While TSX stocks were shaken last week, many indicators point towards a continued rally. In an era of record highs, it’s important to find the companies that will continue to provide value in the long term. So, you need to identify innovative companies with a strong leadership team that are part of a rapidly expanding market. One such stock on the TSX is WELL Health Technologies (TSX:WELL).
This health-tech company has managed to crush the broader market returns ever since it went public in April 2016. However, as the first Canadian health company to offer compatibility with iPhone and recent expansion into global markets, WELL Health is just getting started. Furthermore, the stock is down over 25% since February making this a golden opportunity to buy the dip.
What makes WELL Health stock a top pick?
WELL Health stock is valued at a market cap of $1.32 billion. Its management team believes that the Canadian primary healthcare system is under-digitized and the lack of modernization has resulted in inefficiencies. While patients face long wait times, the physicians are overworked and burdened by operational challenges.
However, the Canadian government continues to spend heavily on healthcare. For example, in 2017, the federal spending on care delivery stood at $242 billion or 11% of the country’s GDP, making the industry ripe for disruption and creating massive opportunities for WELL Health.
The company is a primary healthcare operator and a tech innovator allowing it to combine professional healthcare expertise with technology and create an improved outcome for healthcare participants.

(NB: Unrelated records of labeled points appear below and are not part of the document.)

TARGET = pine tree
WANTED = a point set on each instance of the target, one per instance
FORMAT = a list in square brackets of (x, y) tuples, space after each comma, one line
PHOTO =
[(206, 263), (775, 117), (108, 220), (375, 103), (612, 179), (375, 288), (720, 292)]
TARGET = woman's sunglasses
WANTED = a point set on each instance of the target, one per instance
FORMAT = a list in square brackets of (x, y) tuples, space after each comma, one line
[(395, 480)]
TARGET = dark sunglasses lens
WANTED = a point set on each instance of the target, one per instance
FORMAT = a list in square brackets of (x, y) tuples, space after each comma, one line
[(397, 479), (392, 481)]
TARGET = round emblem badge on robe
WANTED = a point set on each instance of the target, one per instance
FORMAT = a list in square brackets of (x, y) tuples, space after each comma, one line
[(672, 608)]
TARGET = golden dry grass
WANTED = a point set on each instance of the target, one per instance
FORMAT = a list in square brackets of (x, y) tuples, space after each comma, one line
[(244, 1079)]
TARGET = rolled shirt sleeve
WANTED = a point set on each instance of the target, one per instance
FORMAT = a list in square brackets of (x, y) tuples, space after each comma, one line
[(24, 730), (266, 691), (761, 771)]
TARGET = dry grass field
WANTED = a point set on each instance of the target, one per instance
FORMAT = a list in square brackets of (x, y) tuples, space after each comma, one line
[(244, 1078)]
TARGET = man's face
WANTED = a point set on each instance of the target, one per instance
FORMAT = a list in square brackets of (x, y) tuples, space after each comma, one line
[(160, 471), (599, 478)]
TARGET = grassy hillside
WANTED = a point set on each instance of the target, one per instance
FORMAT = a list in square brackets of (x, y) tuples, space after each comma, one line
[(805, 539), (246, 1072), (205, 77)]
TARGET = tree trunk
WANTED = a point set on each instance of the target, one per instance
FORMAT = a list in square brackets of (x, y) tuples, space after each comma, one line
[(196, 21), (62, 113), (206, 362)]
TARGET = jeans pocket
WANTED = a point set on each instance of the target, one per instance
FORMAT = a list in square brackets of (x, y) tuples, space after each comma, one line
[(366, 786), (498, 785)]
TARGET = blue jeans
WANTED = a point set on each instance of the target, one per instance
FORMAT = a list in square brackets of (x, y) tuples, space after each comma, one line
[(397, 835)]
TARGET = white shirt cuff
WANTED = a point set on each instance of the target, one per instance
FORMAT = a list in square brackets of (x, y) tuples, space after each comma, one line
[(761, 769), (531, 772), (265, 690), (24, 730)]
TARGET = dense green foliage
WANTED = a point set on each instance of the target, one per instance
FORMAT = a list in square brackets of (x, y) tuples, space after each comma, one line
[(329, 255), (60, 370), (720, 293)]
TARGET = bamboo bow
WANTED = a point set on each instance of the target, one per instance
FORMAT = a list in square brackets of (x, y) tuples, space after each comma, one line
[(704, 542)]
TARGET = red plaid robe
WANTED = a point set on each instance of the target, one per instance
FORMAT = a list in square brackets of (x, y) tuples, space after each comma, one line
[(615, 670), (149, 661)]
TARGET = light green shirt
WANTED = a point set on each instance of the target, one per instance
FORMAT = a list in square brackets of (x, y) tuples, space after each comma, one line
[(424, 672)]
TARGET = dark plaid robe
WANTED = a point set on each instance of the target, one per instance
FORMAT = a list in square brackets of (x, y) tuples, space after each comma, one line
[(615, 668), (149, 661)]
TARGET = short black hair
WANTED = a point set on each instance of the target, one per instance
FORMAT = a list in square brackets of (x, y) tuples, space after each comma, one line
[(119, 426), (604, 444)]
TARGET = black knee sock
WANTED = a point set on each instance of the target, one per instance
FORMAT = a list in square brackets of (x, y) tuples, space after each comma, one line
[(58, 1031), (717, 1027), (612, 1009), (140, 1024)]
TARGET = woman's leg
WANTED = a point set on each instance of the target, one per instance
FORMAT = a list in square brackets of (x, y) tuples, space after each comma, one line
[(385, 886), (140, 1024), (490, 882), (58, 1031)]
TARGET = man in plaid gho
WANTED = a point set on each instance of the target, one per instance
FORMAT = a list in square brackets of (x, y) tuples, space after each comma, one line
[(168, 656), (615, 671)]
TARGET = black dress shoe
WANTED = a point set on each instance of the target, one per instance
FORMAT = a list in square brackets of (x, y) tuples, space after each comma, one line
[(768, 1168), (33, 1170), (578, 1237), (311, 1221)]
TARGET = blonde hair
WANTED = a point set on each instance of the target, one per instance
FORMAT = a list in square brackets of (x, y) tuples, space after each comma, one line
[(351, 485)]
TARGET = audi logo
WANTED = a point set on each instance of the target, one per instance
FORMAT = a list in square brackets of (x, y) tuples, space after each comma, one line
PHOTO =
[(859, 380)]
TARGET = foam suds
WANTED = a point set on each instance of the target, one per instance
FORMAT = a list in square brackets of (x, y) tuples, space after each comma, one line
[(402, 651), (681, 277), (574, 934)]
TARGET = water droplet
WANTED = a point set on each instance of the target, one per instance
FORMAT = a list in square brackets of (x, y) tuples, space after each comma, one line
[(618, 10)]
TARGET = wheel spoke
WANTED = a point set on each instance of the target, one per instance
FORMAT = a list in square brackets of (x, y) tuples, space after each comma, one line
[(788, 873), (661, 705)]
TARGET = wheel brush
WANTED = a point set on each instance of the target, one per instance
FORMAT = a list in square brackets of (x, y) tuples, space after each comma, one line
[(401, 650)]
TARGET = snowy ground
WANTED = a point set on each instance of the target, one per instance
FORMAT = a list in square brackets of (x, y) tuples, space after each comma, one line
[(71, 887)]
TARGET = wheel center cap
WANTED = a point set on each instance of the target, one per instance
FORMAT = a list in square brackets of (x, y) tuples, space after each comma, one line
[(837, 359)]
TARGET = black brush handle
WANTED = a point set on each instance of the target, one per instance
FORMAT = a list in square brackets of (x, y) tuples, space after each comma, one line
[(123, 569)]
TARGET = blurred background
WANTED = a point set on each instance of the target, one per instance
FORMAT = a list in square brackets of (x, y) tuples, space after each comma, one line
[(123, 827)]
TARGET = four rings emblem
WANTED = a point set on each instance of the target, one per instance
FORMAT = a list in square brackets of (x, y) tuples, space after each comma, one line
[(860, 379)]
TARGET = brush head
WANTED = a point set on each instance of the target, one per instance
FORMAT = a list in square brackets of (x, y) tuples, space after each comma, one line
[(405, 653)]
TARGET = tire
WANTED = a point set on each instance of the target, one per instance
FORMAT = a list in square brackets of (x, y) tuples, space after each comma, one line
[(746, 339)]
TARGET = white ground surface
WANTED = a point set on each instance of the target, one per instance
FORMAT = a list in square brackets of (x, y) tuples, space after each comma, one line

WELL Health is an active acquirer of digital assets and primary healthcare services. These acquisitions are highly accretive and the company is now the single largest chain of primary healthcare clinics in British Columbia.
Record quarterly results
In the first quarter of 2021, WELL reported revenue of $25.6 million, a year-over-year increase of 150%. This growth in top-line was primarily driven by a 345% increase in Software and Services sales. WELL reported a second consecutive quarter of adjusted EBITDA in Q1 and this figure stood at $1.1 million.
In the March quarter, WELL announced the acquisition of CRH Medical. This transaction was valued at US$372.9 million and was funded by a $302.5 million subscription receipts offering as well as a senior secured credit arrangement that was administered by JP Morgan and a syndicate of lenders. The credit facility was for an aggregate amount of US$300 million which will help WELL support the growth of its business via future acquisitions.
Further, CRH is forecast to generate sales of US$150 million with an EBITDA of US$60 million and a free cash flow of US$40 million in 2021. In 2020, WELL Health’s total sales stood at $50.24 million. It means, WELL’s combined pro forma revenue is fast approaching $300 million with more than $80 million in EBITDA on a run-rate basis.
What next for WELL Health stock?
Bay Street analysts tracking WELL Health stock expect the company to increase sales by 367.5% year over year to $235 million in 2021 and by 40.4% to $330 million in 2022. Its bottom line will also improve from a loss per share of $0.03 in 2020 to earnings of $0.08 in 2022.
As WELL Health continues to focus on acquisitions going forward, investors can expect these estimates to move higher as well. WELL Health stock is currently trading 27% below its record highs making it attractive to both growth and contrarian investors. Analysts have a 12-month average target price of $11.35 which is 67% above its current trading price.
WELL Heath stock is valued at a forward price to 2022 sales multiple of less than 4x which is very reasonable given its robust forecasts and acquisition-based business model.